The necropolis of Shah-e Zende at Samarkand represents a summit in the art of ceramic wall coverings in the Islamic world. Few studies have focused on the funerary ensemble of the Shah-e Zende and this is the first  to describe these monuments in all the details of their decoration and its techniques and motifs, as well as the different types of ceramics used and their composition. Perched on a steep cliff overlooking the ancient city of Samarkand, today the ghost town of Afrasiyab, the necropolis remains largely unknown to art historians and certainly to the general public.

In the vast territory of Islam, the Shah-e Zende complex reveals the finest hour of facade-tile ceramics. Nowhere else was such a wide array of techniques of fabrication developed in the space of one century. In the heart of one of these mausolea is a jewel of Islamix ceramics: the cenotaph of the venerated Qutham Ibn Abbas. In this mafnificient shrine master ceramists, joined by the elite of illuminators, display an artistry rarely equalled in medium.
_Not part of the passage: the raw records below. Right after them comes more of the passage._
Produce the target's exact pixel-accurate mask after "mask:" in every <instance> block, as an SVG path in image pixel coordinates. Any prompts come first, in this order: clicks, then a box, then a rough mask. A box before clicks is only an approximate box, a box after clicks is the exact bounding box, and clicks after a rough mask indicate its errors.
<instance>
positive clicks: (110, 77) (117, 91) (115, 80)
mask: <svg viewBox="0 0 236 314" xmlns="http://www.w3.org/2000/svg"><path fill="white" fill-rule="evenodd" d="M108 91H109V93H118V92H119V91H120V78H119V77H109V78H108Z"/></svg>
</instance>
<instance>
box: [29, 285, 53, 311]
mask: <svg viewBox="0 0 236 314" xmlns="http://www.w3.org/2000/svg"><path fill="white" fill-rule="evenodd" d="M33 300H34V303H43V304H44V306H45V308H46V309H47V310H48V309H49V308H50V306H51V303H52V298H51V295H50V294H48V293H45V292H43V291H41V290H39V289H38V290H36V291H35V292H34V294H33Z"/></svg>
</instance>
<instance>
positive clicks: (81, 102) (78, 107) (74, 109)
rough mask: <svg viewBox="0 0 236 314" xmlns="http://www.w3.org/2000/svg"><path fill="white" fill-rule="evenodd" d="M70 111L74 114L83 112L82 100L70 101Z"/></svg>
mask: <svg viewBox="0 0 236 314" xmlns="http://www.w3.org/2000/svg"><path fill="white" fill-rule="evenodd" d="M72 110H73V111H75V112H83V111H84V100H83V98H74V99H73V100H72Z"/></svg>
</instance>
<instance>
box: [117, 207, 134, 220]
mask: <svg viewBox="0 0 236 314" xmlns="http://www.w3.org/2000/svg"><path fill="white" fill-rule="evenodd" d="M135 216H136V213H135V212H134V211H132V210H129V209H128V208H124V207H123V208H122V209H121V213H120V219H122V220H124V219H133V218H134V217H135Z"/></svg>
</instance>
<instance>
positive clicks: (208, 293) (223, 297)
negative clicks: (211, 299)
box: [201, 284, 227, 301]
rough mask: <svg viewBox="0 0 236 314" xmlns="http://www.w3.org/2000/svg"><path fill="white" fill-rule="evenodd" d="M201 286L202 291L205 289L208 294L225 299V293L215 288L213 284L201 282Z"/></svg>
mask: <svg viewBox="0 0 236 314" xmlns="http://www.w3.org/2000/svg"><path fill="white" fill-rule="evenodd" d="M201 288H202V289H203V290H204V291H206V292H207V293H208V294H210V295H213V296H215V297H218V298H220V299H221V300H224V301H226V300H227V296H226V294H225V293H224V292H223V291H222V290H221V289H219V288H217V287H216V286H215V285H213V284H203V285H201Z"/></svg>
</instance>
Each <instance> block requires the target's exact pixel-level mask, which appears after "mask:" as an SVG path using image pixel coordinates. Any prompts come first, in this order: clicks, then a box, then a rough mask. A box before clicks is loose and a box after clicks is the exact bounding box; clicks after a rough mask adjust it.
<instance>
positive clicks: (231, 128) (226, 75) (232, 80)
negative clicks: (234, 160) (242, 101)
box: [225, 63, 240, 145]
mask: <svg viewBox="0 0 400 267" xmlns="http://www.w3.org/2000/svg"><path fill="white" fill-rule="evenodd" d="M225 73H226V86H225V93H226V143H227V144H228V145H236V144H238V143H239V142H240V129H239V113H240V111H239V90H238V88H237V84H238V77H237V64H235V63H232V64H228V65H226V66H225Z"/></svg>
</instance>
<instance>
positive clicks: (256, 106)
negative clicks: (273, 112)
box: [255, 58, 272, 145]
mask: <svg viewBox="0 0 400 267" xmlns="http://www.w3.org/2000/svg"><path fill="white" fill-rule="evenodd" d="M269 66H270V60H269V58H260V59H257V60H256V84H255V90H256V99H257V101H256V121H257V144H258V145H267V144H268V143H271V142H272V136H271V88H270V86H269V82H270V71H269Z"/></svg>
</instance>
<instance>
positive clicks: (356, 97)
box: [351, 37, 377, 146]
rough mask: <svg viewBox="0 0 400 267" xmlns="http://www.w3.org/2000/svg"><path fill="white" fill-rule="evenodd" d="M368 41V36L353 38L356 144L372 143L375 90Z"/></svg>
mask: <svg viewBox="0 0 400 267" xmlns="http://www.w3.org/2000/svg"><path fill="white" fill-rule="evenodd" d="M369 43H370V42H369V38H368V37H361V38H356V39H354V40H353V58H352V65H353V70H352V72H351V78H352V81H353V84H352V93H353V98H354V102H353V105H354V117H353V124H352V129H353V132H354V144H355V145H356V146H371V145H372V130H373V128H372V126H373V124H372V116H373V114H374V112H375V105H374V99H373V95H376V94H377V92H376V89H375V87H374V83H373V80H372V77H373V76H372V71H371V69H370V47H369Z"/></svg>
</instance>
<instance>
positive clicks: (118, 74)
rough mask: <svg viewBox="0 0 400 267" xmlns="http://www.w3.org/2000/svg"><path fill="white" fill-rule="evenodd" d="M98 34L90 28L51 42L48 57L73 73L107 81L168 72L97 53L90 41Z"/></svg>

As Shah-e Zende offers a microcosm of the technical evolution of ceramic arts in Central Asia between the twelfth and fifteenth centuries, this work examines the individual monuments whose decoration represents steps along that ancient road. It is a study of cultural heritage, and at the same time a reference work for admirers of Islamic architecture and ceramics.

Jean Soustiel (1938–1999) began specializing in in Islamic art in 1963 and authored many auction catalogues and appeared at several conferences, notably at the Ceramics Museum of Sèvres. He was also the author of an important reference work, Islamic Ceramic (Friburg, 1985), written in collaboration with Charles Kiefer. 

Yves Porter (born in 1957) has studied many Oriental languages (Persian, Pashto, Turkish, Arabic, Urdu and Hindi) and has lived periodically in Iran and India. He holds a doctorate in Iranian studies and has published several works, as well as books for the general public.